The Pyramid of the Magician, with its distinctive rounded corners and unique and controversial elliptical base (drawing the accuracy of its reconstruction into question) possesses an organic quality, as though it naturally sprang from the earth. There is no other structure with its shape or design in all of Mesoamerica. Also known as Adivino, its near-vertical stairway, the steepest on any Mesoamerican structure, rises sharply, 37 meters above the ground. At the summit, the waiting mouth of a serpent is open and ready to swallow any who dare enter the temple.

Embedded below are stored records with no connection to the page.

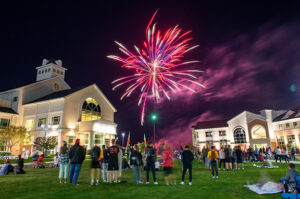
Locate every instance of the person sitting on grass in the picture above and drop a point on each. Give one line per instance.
(187, 160)
(289, 182)
(213, 156)
(20, 166)
(40, 162)
(7, 168)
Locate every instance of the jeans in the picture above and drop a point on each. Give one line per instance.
(105, 176)
(63, 170)
(185, 168)
(74, 172)
(220, 163)
(136, 173)
(150, 165)
(207, 162)
(213, 164)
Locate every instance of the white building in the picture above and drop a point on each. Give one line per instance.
(269, 128)
(49, 107)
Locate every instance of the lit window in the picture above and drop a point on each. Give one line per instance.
(239, 136)
(90, 110)
(209, 134)
(71, 140)
(4, 122)
(280, 141)
(86, 139)
(258, 132)
(295, 124)
(29, 124)
(55, 120)
(3, 145)
(98, 139)
(41, 121)
(222, 133)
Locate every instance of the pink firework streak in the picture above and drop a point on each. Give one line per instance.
(157, 66)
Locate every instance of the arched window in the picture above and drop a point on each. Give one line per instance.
(90, 110)
(258, 132)
(239, 136)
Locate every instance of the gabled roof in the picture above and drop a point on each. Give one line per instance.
(32, 83)
(211, 124)
(58, 94)
(7, 110)
(290, 114)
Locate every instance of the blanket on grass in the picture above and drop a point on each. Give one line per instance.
(266, 188)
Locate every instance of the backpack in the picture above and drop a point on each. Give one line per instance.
(213, 155)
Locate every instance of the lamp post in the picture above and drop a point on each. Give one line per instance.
(154, 117)
(45, 128)
(123, 134)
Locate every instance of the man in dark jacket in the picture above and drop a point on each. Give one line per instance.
(150, 161)
(77, 156)
(187, 160)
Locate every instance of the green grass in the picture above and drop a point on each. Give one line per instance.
(43, 183)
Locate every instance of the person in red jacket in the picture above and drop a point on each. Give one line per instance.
(168, 165)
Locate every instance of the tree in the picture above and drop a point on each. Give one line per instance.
(46, 143)
(13, 135)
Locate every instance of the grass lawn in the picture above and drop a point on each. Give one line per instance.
(43, 183)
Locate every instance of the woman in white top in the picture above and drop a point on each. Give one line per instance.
(221, 158)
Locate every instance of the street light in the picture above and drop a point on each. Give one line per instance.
(154, 118)
(123, 134)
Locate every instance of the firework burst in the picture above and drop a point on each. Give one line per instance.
(157, 67)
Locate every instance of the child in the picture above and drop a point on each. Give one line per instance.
(157, 165)
(213, 156)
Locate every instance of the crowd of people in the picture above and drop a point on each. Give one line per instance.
(109, 162)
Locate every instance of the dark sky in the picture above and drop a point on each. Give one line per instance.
(249, 51)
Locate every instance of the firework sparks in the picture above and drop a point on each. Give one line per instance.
(157, 67)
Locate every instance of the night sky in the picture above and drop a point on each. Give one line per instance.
(249, 51)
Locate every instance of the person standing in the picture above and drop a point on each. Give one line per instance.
(222, 158)
(77, 156)
(150, 161)
(187, 160)
(228, 157)
(95, 167)
(293, 152)
(20, 166)
(239, 158)
(168, 165)
(213, 156)
(105, 175)
(135, 162)
(64, 162)
(277, 154)
(113, 162)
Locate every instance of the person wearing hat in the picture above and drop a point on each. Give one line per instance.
(77, 156)
(63, 162)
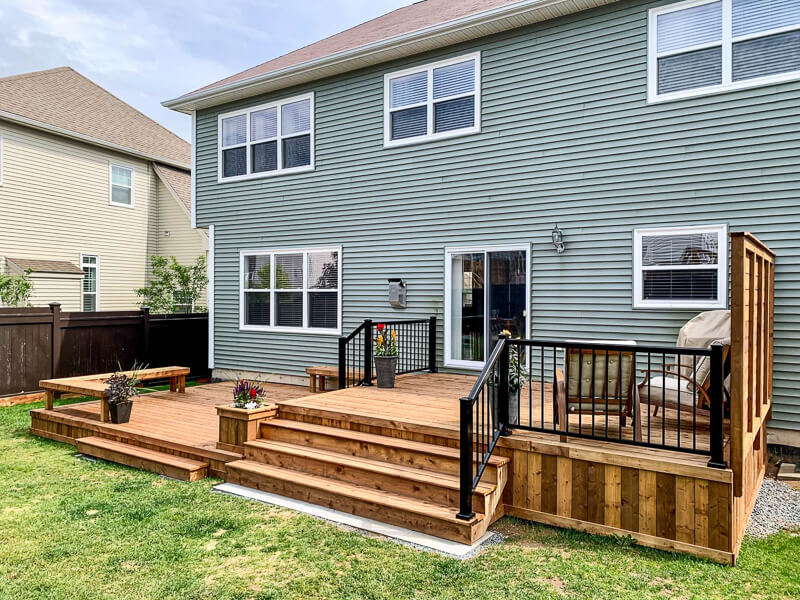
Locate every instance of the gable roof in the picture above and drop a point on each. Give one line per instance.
(422, 26)
(65, 102)
(45, 266)
(178, 181)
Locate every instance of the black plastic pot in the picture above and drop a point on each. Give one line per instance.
(120, 411)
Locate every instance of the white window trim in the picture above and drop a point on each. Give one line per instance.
(304, 329)
(111, 184)
(727, 42)
(248, 144)
(448, 308)
(430, 136)
(722, 268)
(96, 266)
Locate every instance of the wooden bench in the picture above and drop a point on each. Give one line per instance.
(317, 376)
(95, 385)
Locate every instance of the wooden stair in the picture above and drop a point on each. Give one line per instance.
(405, 483)
(169, 465)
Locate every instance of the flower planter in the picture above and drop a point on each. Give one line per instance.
(385, 368)
(240, 425)
(513, 404)
(120, 411)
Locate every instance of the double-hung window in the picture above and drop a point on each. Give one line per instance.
(706, 46)
(267, 140)
(291, 290)
(681, 267)
(438, 100)
(121, 186)
(89, 264)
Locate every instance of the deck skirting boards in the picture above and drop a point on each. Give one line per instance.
(394, 532)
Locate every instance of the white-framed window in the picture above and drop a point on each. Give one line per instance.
(90, 297)
(681, 267)
(120, 186)
(706, 46)
(437, 100)
(487, 291)
(295, 290)
(270, 139)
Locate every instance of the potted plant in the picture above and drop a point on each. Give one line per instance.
(517, 374)
(120, 393)
(385, 356)
(248, 395)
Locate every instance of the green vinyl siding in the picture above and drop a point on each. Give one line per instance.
(566, 137)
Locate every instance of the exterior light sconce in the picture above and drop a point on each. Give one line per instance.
(558, 239)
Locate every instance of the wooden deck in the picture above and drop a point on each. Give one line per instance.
(184, 424)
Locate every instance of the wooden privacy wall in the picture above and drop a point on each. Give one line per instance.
(752, 313)
(44, 343)
(663, 504)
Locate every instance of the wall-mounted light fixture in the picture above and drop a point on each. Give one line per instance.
(558, 239)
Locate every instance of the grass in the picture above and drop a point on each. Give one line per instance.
(73, 529)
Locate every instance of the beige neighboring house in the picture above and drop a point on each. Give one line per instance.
(89, 189)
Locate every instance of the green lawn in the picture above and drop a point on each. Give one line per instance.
(73, 529)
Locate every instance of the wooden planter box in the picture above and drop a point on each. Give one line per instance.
(238, 425)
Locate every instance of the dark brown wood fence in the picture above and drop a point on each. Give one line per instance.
(42, 343)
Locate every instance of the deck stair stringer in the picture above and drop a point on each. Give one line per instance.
(401, 482)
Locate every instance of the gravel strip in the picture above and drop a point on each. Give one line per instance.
(777, 507)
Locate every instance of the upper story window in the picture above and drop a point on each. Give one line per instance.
(681, 267)
(706, 46)
(267, 140)
(438, 100)
(291, 290)
(121, 186)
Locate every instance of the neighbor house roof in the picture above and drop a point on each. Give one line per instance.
(65, 102)
(409, 30)
(179, 181)
(45, 266)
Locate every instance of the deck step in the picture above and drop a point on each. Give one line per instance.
(162, 463)
(419, 515)
(430, 486)
(418, 455)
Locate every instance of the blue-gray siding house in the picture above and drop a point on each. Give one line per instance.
(443, 142)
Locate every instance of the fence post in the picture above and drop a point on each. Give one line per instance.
(503, 395)
(55, 339)
(367, 352)
(715, 394)
(432, 345)
(146, 334)
(342, 362)
(465, 461)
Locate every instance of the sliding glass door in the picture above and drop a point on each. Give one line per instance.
(487, 293)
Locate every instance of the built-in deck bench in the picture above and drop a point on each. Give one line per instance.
(317, 377)
(95, 385)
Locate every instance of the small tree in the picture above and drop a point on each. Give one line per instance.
(173, 285)
(15, 290)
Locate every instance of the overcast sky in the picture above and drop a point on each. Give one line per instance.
(150, 51)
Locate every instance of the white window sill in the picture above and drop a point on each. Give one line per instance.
(300, 330)
(277, 173)
(424, 139)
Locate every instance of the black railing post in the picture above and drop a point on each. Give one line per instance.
(342, 363)
(717, 415)
(503, 395)
(465, 461)
(432, 344)
(367, 352)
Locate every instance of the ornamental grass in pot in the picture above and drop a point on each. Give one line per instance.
(385, 356)
(120, 392)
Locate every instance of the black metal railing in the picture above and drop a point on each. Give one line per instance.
(416, 349)
(660, 397)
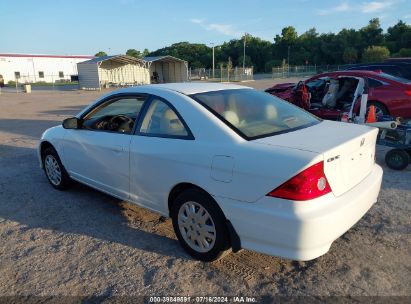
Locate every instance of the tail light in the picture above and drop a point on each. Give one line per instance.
(308, 184)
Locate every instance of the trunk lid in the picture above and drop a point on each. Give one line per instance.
(348, 150)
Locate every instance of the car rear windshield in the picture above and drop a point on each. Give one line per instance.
(395, 78)
(253, 114)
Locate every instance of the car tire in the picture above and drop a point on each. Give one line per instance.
(397, 159)
(54, 170)
(205, 237)
(380, 109)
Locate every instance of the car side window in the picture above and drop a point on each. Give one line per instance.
(161, 120)
(115, 115)
(372, 83)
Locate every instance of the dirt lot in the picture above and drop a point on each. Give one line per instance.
(82, 242)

The stonework at Uxmal is grand in scale and exceptionally ornate in design. Its architects and stonemasons, working in what today is known as the Puuc style (named for the region in which Uxmal is located), achieved a height of artistry unrivaled anywhere else in Mesoamerica. John Lloyd Stevens, the American explorer who visited the ruins in the 1840s, likened its scale and grandeur to Egypt’s Thebes, but lamented that Uxmal sadly languished in obscurity.
Besides Adivino, two other structures at Uxmal are considered among the most significant in Maya architecture: the Governor’s Palace and the Nunnery Quadrangle. The Governor’s Palace, renowned for its symmetry and ornamentation, is a massive rectangular structure that covers five acres. The Nunnery Quadrangle, jaw-dropping in the intricacy and complexity of its stonework, consists of four buildings surrounding a vast plaza in the shadow of the Pyramid of the Magician.

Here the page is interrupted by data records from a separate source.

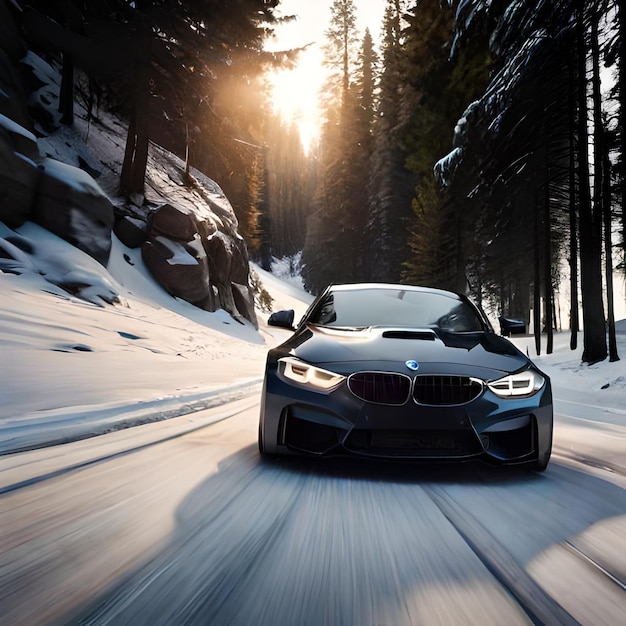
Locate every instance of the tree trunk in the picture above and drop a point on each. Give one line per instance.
(547, 261)
(66, 93)
(573, 214)
(136, 153)
(608, 257)
(594, 335)
(537, 285)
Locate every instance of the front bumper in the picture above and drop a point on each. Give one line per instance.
(297, 421)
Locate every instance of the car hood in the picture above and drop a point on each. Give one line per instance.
(479, 354)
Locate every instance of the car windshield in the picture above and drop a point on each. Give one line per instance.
(395, 307)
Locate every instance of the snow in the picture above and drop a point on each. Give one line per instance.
(126, 352)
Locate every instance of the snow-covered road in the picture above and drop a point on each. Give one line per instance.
(178, 520)
(181, 522)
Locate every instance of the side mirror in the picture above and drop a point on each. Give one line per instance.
(282, 319)
(511, 327)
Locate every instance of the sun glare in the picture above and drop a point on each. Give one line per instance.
(295, 95)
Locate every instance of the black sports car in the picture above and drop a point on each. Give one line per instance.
(402, 372)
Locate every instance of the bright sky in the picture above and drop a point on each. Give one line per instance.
(296, 92)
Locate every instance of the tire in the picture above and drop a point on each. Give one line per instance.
(260, 440)
(540, 465)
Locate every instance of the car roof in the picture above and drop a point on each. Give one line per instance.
(390, 286)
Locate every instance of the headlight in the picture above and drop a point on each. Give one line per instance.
(308, 375)
(525, 383)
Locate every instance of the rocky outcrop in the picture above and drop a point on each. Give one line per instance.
(187, 232)
(198, 263)
(19, 172)
(70, 204)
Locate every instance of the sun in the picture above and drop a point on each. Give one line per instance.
(295, 96)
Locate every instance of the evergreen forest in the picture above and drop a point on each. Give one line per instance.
(477, 147)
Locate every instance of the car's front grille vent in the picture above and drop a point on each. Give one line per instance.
(380, 387)
(426, 335)
(445, 390)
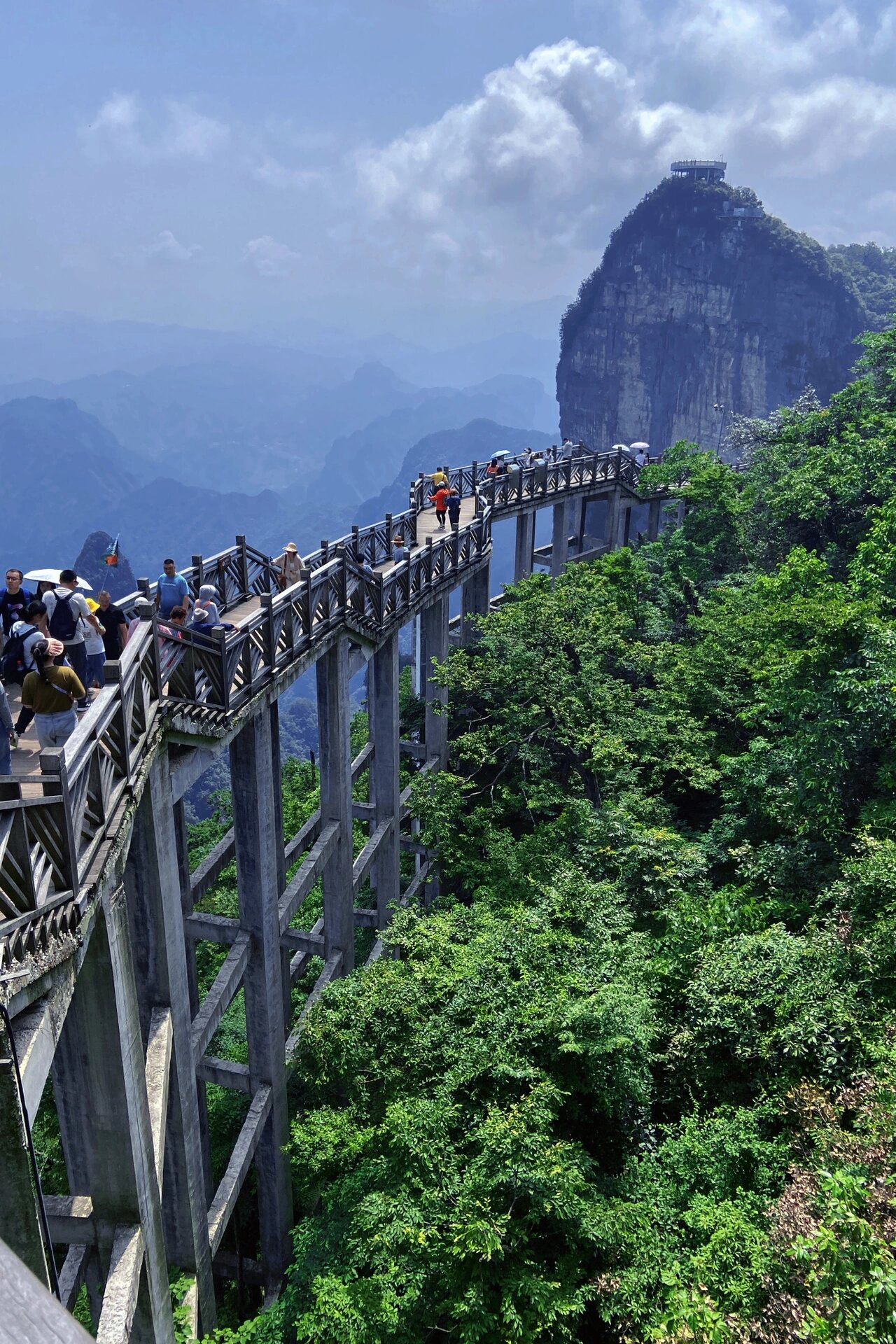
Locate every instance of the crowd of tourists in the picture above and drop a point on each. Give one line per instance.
(55, 640)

It remains a mystery why the ancient Maya would have selected such a location for this grand and important city, which was at its height from the seventh to tenth centuries. The Maya typically settled near cenotes, natural sinkholes that pepper most of the Yucatán terrain and that, even today, serve them well, given the absence of surface rivers. Oddly, Uxmal has no nearby cenotes. Its architects solved their water problem by constructing large underground cisterns to catch rain water. Their worst enemy was drought.
Uxmal is a pleasant one-hour drive into the Puuc hills from Yucatán’s capital city of Mérida, and a visit to the ruins makes an easy half-day excursion from the city. The entrance to the ruins has an excellent visitor center with a good restaurant, gift shop and bookstore A pleasant aspect of Uxmal is that it draws fewer visitors than the more famous site of Chichén Itzá, but certainly not because it is less remarkable; the difference simply lies in Uxmal’s unwieldy distance from the mega-resorts of Cancún and Playa del Carmen.
At night, there is an impressive sound and light show at the ruins. Open daily 8:00 to 6:00.